5. Use an Agile methodology
As you set out to make changes to your program, keep your head above the water with short sprints for development. Your employee feedback, as well as data you pull from the program itself, will help guide your decision-making process and tell you what changes to make first. Always assume that some part of your plan is wrong and can be improved. Build a recognition program that is always looking to improve its impact.
Traditional workflow approaches follow a Waterfall model—information flows in a linear fashion from one stage of development to the next. Although waterfall can be thorough, inclusive and give everyone a feeling of less risk—it is not well suited for an era where “disruption” and change is our reality. The accelerating pace of societal change means Waterfall models risk delivering you solutions misaligned with your present and future needs.
A less risky approach with a tangible impact will follow more of an Agile model. Agile processes involve short cycles of development, punctuated by periods of reassessment and reprioritization. In these review periods, consulting feedback and program data will help you determine how to adjust future sprints to meet your benchmarks.
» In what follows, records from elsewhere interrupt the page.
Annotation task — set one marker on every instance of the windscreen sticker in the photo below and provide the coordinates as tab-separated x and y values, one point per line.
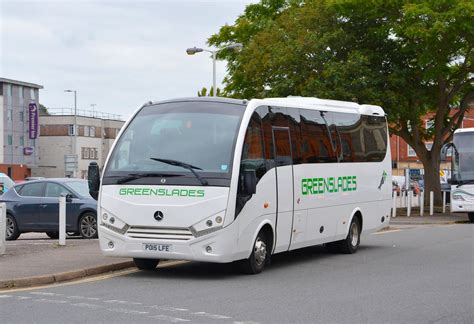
162	192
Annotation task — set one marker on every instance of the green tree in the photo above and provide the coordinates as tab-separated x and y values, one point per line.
411	57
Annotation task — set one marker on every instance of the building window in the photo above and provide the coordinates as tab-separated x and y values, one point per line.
72	131
9	90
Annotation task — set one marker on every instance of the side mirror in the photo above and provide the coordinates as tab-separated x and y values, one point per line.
249	183
93	178
444	151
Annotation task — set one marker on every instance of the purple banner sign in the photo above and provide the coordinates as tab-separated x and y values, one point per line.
33	119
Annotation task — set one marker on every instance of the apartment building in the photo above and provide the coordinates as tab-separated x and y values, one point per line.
19	109
66	151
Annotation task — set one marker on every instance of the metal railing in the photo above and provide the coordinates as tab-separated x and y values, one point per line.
83	113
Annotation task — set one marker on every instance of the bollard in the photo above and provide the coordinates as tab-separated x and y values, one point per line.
410	198
431	203
394	205
444	202
422	203
3	225
62	220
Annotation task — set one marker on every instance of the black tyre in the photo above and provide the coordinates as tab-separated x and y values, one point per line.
12	231
88	226
146	264
471	217
260	256
53	235
351	243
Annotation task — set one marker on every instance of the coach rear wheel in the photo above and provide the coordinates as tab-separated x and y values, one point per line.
146	264
352	241
259	257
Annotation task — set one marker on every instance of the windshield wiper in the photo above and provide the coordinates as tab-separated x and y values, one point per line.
184	165
134	176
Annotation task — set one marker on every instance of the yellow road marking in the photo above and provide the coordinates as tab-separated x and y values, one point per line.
90	279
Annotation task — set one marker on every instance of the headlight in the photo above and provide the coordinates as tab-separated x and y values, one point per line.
208	225
114	224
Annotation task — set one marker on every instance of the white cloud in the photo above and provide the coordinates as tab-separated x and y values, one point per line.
116	54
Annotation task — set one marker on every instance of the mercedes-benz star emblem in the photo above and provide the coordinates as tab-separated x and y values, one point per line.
158	216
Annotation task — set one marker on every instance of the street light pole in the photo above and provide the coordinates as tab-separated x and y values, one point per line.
194	50
75	130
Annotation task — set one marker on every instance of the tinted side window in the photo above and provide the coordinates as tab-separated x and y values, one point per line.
253	157
315	141
55	190
375	138
32	190
351	133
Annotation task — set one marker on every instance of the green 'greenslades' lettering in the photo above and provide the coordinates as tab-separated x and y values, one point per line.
169	192
317	186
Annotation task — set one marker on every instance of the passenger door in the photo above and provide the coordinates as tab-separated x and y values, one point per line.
284	181
50	207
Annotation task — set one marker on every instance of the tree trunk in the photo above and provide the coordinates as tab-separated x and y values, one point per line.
432	181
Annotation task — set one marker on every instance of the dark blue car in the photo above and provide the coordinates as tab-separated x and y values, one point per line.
33	206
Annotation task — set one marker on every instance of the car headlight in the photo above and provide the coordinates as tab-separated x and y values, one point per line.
113	223
208	225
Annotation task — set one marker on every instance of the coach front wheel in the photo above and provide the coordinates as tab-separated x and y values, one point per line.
259	257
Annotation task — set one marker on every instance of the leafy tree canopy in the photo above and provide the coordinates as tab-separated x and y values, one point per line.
411	57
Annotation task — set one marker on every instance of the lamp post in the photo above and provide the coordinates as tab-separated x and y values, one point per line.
74	142
194	50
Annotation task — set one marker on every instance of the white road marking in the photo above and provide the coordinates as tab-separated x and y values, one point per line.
86	305
170	319
213	316
127	311
52	301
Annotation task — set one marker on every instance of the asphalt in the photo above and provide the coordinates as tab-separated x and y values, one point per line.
410	274
35	260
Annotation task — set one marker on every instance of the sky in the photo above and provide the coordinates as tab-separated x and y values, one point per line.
116	54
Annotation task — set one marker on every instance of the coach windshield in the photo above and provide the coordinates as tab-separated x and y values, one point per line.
181	143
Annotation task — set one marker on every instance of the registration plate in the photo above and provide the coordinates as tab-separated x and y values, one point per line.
152	247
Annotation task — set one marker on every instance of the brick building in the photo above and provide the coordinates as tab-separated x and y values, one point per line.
94	139
19	151
403	156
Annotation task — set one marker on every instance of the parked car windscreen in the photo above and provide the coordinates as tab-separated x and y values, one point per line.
81	187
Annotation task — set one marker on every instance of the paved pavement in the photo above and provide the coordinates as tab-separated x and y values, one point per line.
416	274
34	254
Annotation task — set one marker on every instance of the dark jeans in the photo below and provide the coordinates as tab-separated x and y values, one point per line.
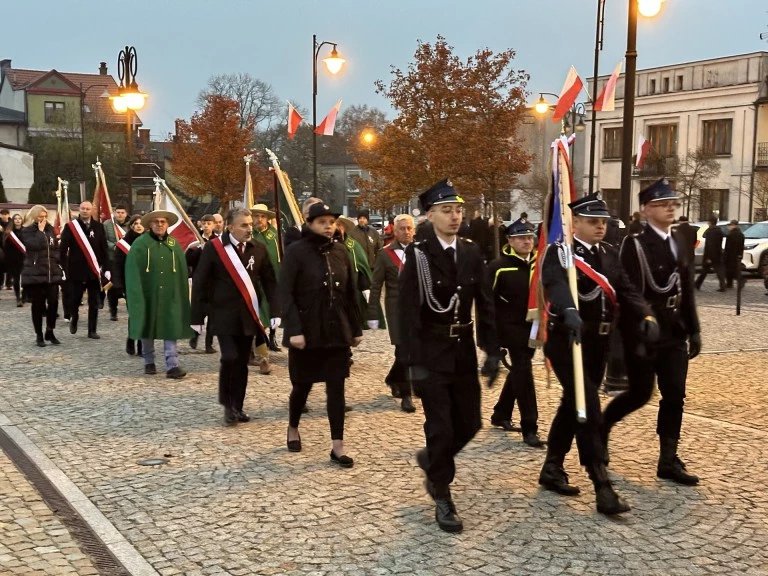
233	371
45	302
76	294
670	368
334	395
451	404
519	386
Our future is not one where leaders can afford to be incurious about employee rewards and recognition. Never stop evaluating the effectiveness of your employee rewards and recognition tools. What are the goals of your program, and have they shifted since you first adopted it? How are your employees responding to recognition? What part of the process can you improve? These questions will help guide you through recognition’s future, and the roadmap laid above.